The specific intricacies of responsive web design are not WordPress-specific and are outside the scope of this book, but let’s take a quick look at how they might work.

A common responsive design change on a WordPress site is dealing with the sidebar. On a desktop browser, you have the screen real estate and generally the sidebar is located on the left or right-hand side. This is a traditional website. However, on a mobile small screen, where space is much more limited, this sidebar information may not be as important as the primary content of the page. For example, when viewed on a handheld device, perhaps the sidebar content gets moved below the primary information. Using a media query block in your style sheet, you can change the flow of your content pieces. This would leave your primary content, generally considered the most important information, front and center on the small screen, and relegate the secondary content to a less prominent position.

Again, the actual implementations of responsive website design could fill an entire book. Many tutorials and how-tos are available online for best practices and recommendations. Furthermore, many responsive WordPress themes are already out there, including Twenty Fourteen, for you to try and explore how they work.

Responsive web design is a popular solution among developers to address the mobile audience right now.
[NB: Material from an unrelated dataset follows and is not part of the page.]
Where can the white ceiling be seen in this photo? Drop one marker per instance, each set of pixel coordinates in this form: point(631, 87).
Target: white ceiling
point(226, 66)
It is a solution deployed on many websites. But the more involved the responsive themes get, the more complicated the process becomes. Anyone remember the days when you made separate website themes for Netscape Navigator and Internet Explorer? Some days, responsive themes feel the same way when you are managing multiple versions of your site for different sizes, under the guise that you are not. You end up troubleshooting and debugging the theme multiple times at the different resolutions. And as devices proliferate, this may become more and more convoluted as you try to match designs to resolutions. The flip side is that you are in complete control and responsive web design will only be as complex as you make it.

Mobile themes continue to be an up-and-coming area of web development. As smartphones with reasonably supportable browsers become more and more the default mode of web access, this type of functionality will become a requirement for all sites. You will continue to see mobile optimized themes and responsive themes pop up all over the place. Most theme frameworks and starter themes include responsive elements from the start, making the whole process easier.